Le représentant de l’EDM-SA, Amadou Coumaré, a dépeint la situation hydrique du bassin du Niger notamment au niveau du barrage de Sélingué qui se caractérise par une baisse significative du niveau  des cours d’eau à cause de la faible pluviométrie enregistrée en Guinée et au Mali l’année dernière.

A l’en croire, c’est une situation jamais enregistrée depuis trois ans dans notre pays.  L’écart du niveau d’eau entre 2018 et les trois dernières années est de 75 cm soit moins d’un mètre, indiquera-t-il. Le chef des centrales de l’EDM-SA d’assurer que suivant les stimulations, la situation est sous contrôle tout en souhaitant une saison pluvieuse abondante cette année pour la pérennisation des acquis.

Pour l’ouvrage de Markala, dédié à l’irrigation des périmètres rizicoles, estimés à plus de 16 000 ha, et de la canne à sucre, etc., la mission de la CGESM a informé des difficultés enregistrées dans les irrigations cette année, liées aux difficultés d’atteinte des côtes consignées au niveau des principaux ouvrages.

Les débits du mois de janvier des trois dernières années sont largement supérieurs à celui de 2018, estimé à 50,15 m3/seconde  contre 72 m3/seconde  en 2017, 62 m3/seconde au compte de l’année 2016 et 2015 au niveau du Point A du barrage de Markala. Au mois d’août 2017, ce débit était estimé à seulement  33 m3/seconde  contre 63 m3/seconde à la même période en 2016. Cette baisse du débit a fortement joué sur les rendements à l’Office du Niger, a souligné le rapporteur.
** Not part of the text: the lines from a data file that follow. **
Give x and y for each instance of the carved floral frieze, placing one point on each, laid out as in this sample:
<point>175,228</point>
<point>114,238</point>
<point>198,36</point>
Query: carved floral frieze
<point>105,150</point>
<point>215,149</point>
Le forum a été informé des dégradations et des dysfonctionnements observés par la mission  sur les deux ouvrages. Au barrage de Markala, mis en service en 1947, le problème se trouve au niveau des passes, des accotements avec les fissures et du transport.

A Sélingué, les difficultés sont le dysfonctionnement des drains d’évacuation.  La mission a invité le Comité de gestion des ouvrages à souffler ces drains et à réguler le trafic sur le pont de Markala pour la pérennité de l’ouvrage. Cette rencontre a permis également au CGESM d’interpeller les autorités face à la recrudescence de l’orpaillage sur le fleuve Niger qui contribue fortement à sa pollution.

Il suggère la mise en place des comités de veille locaux et des brigades pour la surveillance des cours d’eau en vue d’éviter la dégradation de sa biodiversité. Il recommande à l’Office du Niger le respect de la prise du volume d’eau  autorisé et à l’EDM-SA le respect strict de la côte cible indiquée par le Comité pour une utilisation rationnelle des cours d’eau.

Le CGESM a demandé aux Offices de surseoir pour cette année aux cultures de contre-saison notamment la riziculture à cause du faible niveau des cours d’eau qui pourrait entacher l’irrigation correcte des champs.

Les objectifs de la CGESM sont, entre autres, veiller à l’optimisation de la gestion de l’eau de la retenue de Sélingué et du barrage de Markala pour la promotion  des techniques d’économie d’eau dans les périmètres irrigués et d’assurer  le maintien en bon état des différents ouvrages.